Mentre gli storici liberali e conservatori hanno lavorato anche di domenica per addossare al «mito palingenetico» ogni nefandezza del Novecento (a tirar troppo la corda, come noto, gli sfruttati diventano «totalitari»…), il concetto di palingenesi ha trovato fortuna in altri campi: in geologia è «il fenomeno per cui, nelle zone profonde della litosfera, rocce già solidificate ritornano allo stato fuso»; in biologia, la teoria secondo cui l’ontogenesi di ogni individuo (cioè il processo di sviluppo da embrione a organismo) ricapitolerebbe tutte le fasi di evoluzione della specie. In questo zigzagare tra le discipline, alcuni elementi ritornano: temperature di fusione, rapporto tra ricapitolazione e rigenerazione, confine incerto tra arresto del tempo e restituzione del passato…

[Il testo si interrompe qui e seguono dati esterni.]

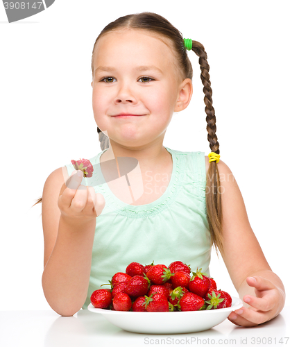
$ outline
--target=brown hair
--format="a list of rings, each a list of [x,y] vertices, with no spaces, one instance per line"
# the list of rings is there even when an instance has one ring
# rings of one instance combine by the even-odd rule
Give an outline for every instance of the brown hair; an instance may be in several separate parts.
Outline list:
[[[168,42],[172,48],[173,54],[176,58],[176,67],[183,79],[192,79],[193,70],[187,50],[184,45],[183,37],[181,33],[175,28],[167,19],[160,15],[151,12],[143,12],[133,15],[121,17],[108,24],[96,40],[92,56],[92,73],[94,78],[94,52],[96,43],[105,34],[119,29],[133,28],[135,30],[148,31],[153,34],[157,34],[161,39],[169,39]],[[164,42],[167,44],[167,42]],[[198,42],[192,40],[193,51],[198,57],[201,65],[201,78],[203,85],[205,94],[206,121],[207,123],[207,139],[212,152],[219,154],[219,144],[216,135],[216,117],[214,108],[212,106],[212,94],[210,81],[210,65],[207,63],[207,55],[204,46]],[[99,139],[102,151],[109,148],[109,137],[101,130],[97,128]],[[218,166],[216,161],[210,163],[207,172],[206,183],[206,208],[207,219],[212,244],[217,252],[218,248],[223,252],[222,226],[221,226],[221,202],[220,194],[220,179]],[[42,198],[38,199],[36,205],[40,203]]]

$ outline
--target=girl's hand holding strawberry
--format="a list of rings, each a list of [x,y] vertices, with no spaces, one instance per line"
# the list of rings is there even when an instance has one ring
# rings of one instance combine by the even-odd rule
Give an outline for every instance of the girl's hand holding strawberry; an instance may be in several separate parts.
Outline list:
[[[285,301],[283,291],[271,280],[259,276],[248,277],[246,282],[255,288],[256,296],[245,295],[243,300],[249,307],[232,312],[228,316],[229,321],[237,325],[252,327],[278,316]]]
[[[75,170],[62,185],[58,205],[63,219],[69,223],[90,222],[99,216],[105,207],[102,194],[96,194],[93,187],[80,185],[83,174]]]

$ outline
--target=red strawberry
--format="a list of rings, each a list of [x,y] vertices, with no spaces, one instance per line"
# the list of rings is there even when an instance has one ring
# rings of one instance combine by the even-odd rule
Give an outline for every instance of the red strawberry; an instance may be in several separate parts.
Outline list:
[[[207,310],[224,308],[226,301],[223,292],[221,290],[213,289],[207,293],[207,298],[209,298],[205,303],[208,304]]]
[[[151,285],[147,296],[150,296],[153,293],[159,293],[160,294],[164,294],[167,298],[169,296],[169,289],[162,285]]]
[[[126,273],[131,277],[136,276],[137,275],[143,276],[143,275],[146,273],[145,267],[139,262],[131,262],[126,268]]]
[[[139,296],[137,298],[132,305],[132,311],[135,312],[146,312],[145,301],[145,296]]]
[[[113,287],[114,287],[118,283],[121,282],[128,282],[132,278],[132,277],[128,273],[124,273],[123,272],[117,272],[112,278],[112,280],[109,281]]]
[[[210,281],[206,273],[201,272],[201,269],[193,272],[193,276],[190,279],[189,287],[191,293],[194,293],[202,298],[205,298],[210,286]],[[204,275],[204,276],[203,276]]]
[[[145,265],[145,273],[147,273],[148,270],[154,265],[154,260],[151,262],[150,265]]]
[[[132,301],[126,293],[117,293],[113,298],[113,307],[116,311],[129,311]]]
[[[185,288],[188,289],[189,281],[190,276],[183,271],[176,272],[174,276],[171,277],[173,289],[177,287],[184,287]]]
[[[117,294],[117,293],[126,293],[126,287],[127,287],[128,282],[120,282],[116,285],[112,290],[112,296],[114,296]]]
[[[221,291],[223,292],[223,296],[225,297],[224,307],[230,307],[232,306],[232,297],[228,293],[227,293],[224,290],[222,290]]]
[[[171,293],[171,291],[173,290],[173,285],[171,282],[171,280],[169,280],[169,281],[166,282],[164,284],[162,285],[164,287],[167,288],[167,289],[169,291],[169,294]]]
[[[155,285],[162,285],[167,282],[173,273],[163,264],[152,266],[147,271],[146,276]]]
[[[201,308],[205,301],[201,296],[190,291],[183,294],[179,301],[178,309],[180,311],[197,311]]]
[[[211,277],[208,277],[207,276],[207,278],[210,280],[210,288],[208,289],[208,291],[211,291],[211,290],[214,290],[214,289],[216,289],[216,281],[212,278]]]
[[[188,290],[186,288],[183,287],[178,287],[172,291],[168,301],[173,306],[177,306],[178,301],[183,296],[185,293],[188,293]]]
[[[182,262],[173,262],[168,266],[171,273],[183,271],[190,275],[191,269]]]
[[[126,282],[125,292],[130,296],[142,296],[147,294],[149,284],[143,276],[133,276]]]
[[[163,294],[145,296],[145,308],[148,312],[167,312],[169,311],[169,303]]]
[[[112,294],[108,289],[95,290],[91,295],[91,303],[94,307],[107,308],[112,303]]]
[[[94,167],[88,159],[80,159],[79,160],[71,160],[76,170],[81,170],[84,177],[92,177],[93,176]]]

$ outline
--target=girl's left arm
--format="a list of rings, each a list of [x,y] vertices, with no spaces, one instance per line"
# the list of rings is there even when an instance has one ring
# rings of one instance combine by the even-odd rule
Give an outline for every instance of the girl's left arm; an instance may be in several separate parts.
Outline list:
[[[257,325],[275,317],[285,303],[285,289],[268,264],[250,226],[245,204],[234,177],[221,160],[223,261],[244,306],[228,319],[238,325]]]

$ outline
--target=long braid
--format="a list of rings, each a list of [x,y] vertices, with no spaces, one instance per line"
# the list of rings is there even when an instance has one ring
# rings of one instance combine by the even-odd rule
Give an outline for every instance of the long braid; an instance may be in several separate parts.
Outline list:
[[[219,144],[216,135],[216,116],[214,108],[212,106],[212,90],[210,87],[210,65],[207,62],[207,55],[204,46],[197,41],[192,41],[191,50],[199,57],[198,62],[201,65],[201,78],[203,85],[203,92],[205,94],[204,101],[205,103],[206,121],[207,123],[207,140],[210,142],[210,148],[212,152],[219,154]],[[207,173],[207,191],[206,191],[206,206],[207,210],[207,221],[209,223],[210,231],[212,241],[214,244],[217,253],[217,248],[221,253],[223,252],[222,239],[222,210],[220,194],[220,179],[218,166],[216,161],[210,163],[209,169]]]

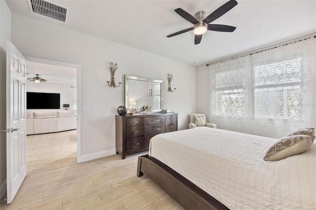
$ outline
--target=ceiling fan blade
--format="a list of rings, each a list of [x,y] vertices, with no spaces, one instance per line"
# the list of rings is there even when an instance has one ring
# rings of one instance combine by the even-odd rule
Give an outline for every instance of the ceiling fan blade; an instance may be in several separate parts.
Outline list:
[[[170,35],[168,35],[167,36],[167,37],[172,37],[172,36],[174,36],[175,35],[181,35],[181,34],[183,34],[183,33],[185,33],[186,32],[190,32],[190,31],[192,31],[193,30],[193,27],[189,28],[189,29],[185,29],[184,30],[180,31],[178,32],[176,32],[175,33],[172,34],[171,34]]]
[[[201,42],[201,39],[202,39],[202,35],[197,35],[194,36],[194,44],[199,44],[199,42]]]
[[[197,24],[199,23],[199,22],[196,19],[196,18],[190,15],[189,13],[186,12],[181,8],[178,8],[175,9],[174,11],[178,13],[179,15],[182,17],[183,18],[185,19],[188,21],[193,24]]]
[[[207,25],[207,30],[222,32],[233,32],[236,29],[235,26],[227,26],[226,25],[209,24]]]
[[[206,24],[208,24],[228,12],[232,9],[233,7],[237,5],[237,3],[236,0],[230,0],[210,14],[203,21]]]

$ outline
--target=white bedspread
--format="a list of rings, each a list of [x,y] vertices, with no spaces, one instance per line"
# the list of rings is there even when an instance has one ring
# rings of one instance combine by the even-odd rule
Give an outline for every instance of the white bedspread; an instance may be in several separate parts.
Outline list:
[[[316,209],[316,141],[301,154],[264,161],[277,140],[198,127],[156,136],[149,155],[231,210]]]

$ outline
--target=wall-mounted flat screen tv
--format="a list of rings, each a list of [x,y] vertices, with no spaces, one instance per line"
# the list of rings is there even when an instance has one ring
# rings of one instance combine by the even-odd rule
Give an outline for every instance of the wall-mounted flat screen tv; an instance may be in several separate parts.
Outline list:
[[[27,109],[60,108],[60,94],[26,92]]]

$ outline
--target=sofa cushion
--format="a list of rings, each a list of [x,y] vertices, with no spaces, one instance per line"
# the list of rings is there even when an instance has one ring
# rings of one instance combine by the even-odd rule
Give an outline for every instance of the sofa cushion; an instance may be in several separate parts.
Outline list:
[[[76,110],[62,110],[57,111],[57,117],[75,117],[76,114]]]
[[[34,111],[34,118],[36,119],[53,118],[57,117],[57,111]]]

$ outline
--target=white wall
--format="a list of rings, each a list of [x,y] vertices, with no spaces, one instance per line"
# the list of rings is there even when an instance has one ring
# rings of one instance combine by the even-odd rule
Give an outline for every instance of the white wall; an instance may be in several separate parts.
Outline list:
[[[197,112],[205,114],[207,121],[209,120],[209,68],[205,65],[197,67]]]
[[[110,62],[118,65],[117,83],[119,73],[163,80],[164,107],[179,113],[179,130],[188,128],[188,114],[196,110],[195,67],[15,13],[11,34],[25,56],[81,65],[81,106],[90,110],[81,113],[82,155],[115,152],[115,115],[124,105],[124,88],[108,86]],[[168,73],[177,83],[172,93]]]
[[[0,0],[0,129],[6,127],[6,41],[11,39],[11,11]],[[0,132],[0,199],[6,190],[6,135]]]
[[[37,83],[31,81],[26,82],[26,91],[38,93],[52,93],[60,94],[60,109],[63,109],[63,105],[68,104],[72,109],[74,105],[73,89],[71,86],[74,84],[55,82],[41,82]],[[31,109],[30,109],[31,110]],[[39,110],[39,109],[34,109]]]

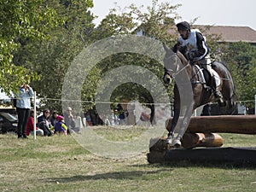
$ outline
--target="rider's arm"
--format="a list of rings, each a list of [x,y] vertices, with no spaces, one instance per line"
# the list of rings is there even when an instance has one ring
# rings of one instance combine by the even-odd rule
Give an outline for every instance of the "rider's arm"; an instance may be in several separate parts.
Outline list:
[[[201,33],[196,32],[197,51],[194,53],[195,60],[203,59],[209,52],[205,38]]]

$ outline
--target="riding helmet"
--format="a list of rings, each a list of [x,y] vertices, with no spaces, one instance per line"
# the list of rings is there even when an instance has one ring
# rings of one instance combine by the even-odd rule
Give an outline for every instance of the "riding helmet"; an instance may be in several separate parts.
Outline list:
[[[177,31],[190,30],[190,25],[187,21],[182,21],[176,25]]]

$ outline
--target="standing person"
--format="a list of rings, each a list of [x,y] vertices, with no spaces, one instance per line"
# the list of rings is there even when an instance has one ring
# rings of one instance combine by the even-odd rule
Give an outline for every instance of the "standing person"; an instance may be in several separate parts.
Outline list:
[[[74,129],[76,126],[74,122],[74,118],[72,113],[72,108],[70,107],[67,108],[66,111],[64,112],[64,119],[65,119],[66,125],[68,128],[67,133],[69,133],[68,131],[70,131],[70,129]]]
[[[28,121],[26,124],[26,136],[29,136],[30,134],[34,134],[34,110],[32,109],[30,111],[30,117],[28,118]],[[37,136],[44,136],[44,131],[39,129],[38,127],[36,127],[36,134]]]
[[[52,113],[52,114],[49,118],[49,121],[50,121],[51,125],[55,125],[55,123],[58,122],[58,119],[57,119],[58,115],[59,115],[58,112],[53,111],[53,113]]]
[[[18,113],[18,138],[27,138],[26,133],[26,123],[30,115],[31,101],[34,95],[32,87],[22,83],[20,92],[16,94],[16,111]]]
[[[197,29],[190,29],[190,25],[187,21],[183,21],[176,25],[180,37],[173,48],[177,53],[179,50],[190,62],[191,65],[200,64],[204,69],[209,72],[212,79],[212,90],[216,98],[221,98],[222,94],[217,88],[216,79],[211,72],[210,63],[207,63],[206,57],[210,52],[206,40],[201,32]],[[209,57],[209,56],[208,56]]]
[[[44,131],[44,136],[52,136],[52,132],[49,131],[51,127],[49,116],[49,109],[46,108],[44,110],[43,115],[38,118],[38,126]]]
[[[50,128],[51,131],[54,131],[54,133],[63,133],[64,135],[67,135],[67,127],[65,125],[65,120],[64,120],[64,117],[61,115],[59,115],[57,117],[57,120],[58,122],[56,122],[55,124],[55,125],[53,127]]]

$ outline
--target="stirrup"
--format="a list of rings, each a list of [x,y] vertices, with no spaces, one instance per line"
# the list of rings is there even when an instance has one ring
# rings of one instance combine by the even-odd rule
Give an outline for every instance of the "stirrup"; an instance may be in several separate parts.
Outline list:
[[[222,94],[218,90],[215,90],[213,94],[216,99],[222,98]]]

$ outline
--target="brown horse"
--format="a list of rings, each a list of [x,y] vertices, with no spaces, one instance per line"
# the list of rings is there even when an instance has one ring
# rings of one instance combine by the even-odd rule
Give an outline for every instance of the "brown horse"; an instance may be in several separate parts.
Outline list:
[[[166,143],[174,147],[181,146],[181,139],[187,130],[192,112],[196,108],[214,100],[212,89],[212,78],[210,73],[197,65],[190,65],[186,58],[177,51],[175,54],[165,44],[166,55],[164,59],[165,75],[164,82],[169,84],[175,79],[174,85],[174,116],[169,131]],[[235,86],[229,68],[221,62],[214,61],[212,68],[218,73],[218,89],[221,91],[223,98],[218,100],[219,104],[229,108],[233,107]],[[184,112],[182,118],[179,131],[175,139],[174,131],[177,125],[181,112]]]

Palingenesi in senso etico ed esistenziale è ciò che attraversa per intero la vita e l’opera di Carlo Michelstaedter. Se il cieco attaccamento all’esistenza accelera il tempo nell’ansia del futuro, l’individuo persuaso lo arresta nell’attualità, raccogliendo in un punto la propria volontà diffusa, «finché egli faccia di sé stesso fiamma».

Eccoci qui, con un compagno prigioniero che ha superato i settanta giorni di sciopero della fame – un chiodo fisso conficcato nelle nostre giornate.
Non è forse «palingenetico» raccogliere una vita di lotte tutta in un punto: quello in cui il nemico vuole cancellarla? Non è palingenesi fondere con lo spirito ogni residuo cavallo di frisia che presidia le ampie zone deboli del proprio decidere?
Scrisse il poeta: «Io posi li piedi in quella parte della vita di là della quale non si puote ire per desiderio di ritornare».

Comunque finisca questa storia, indietro non si torna.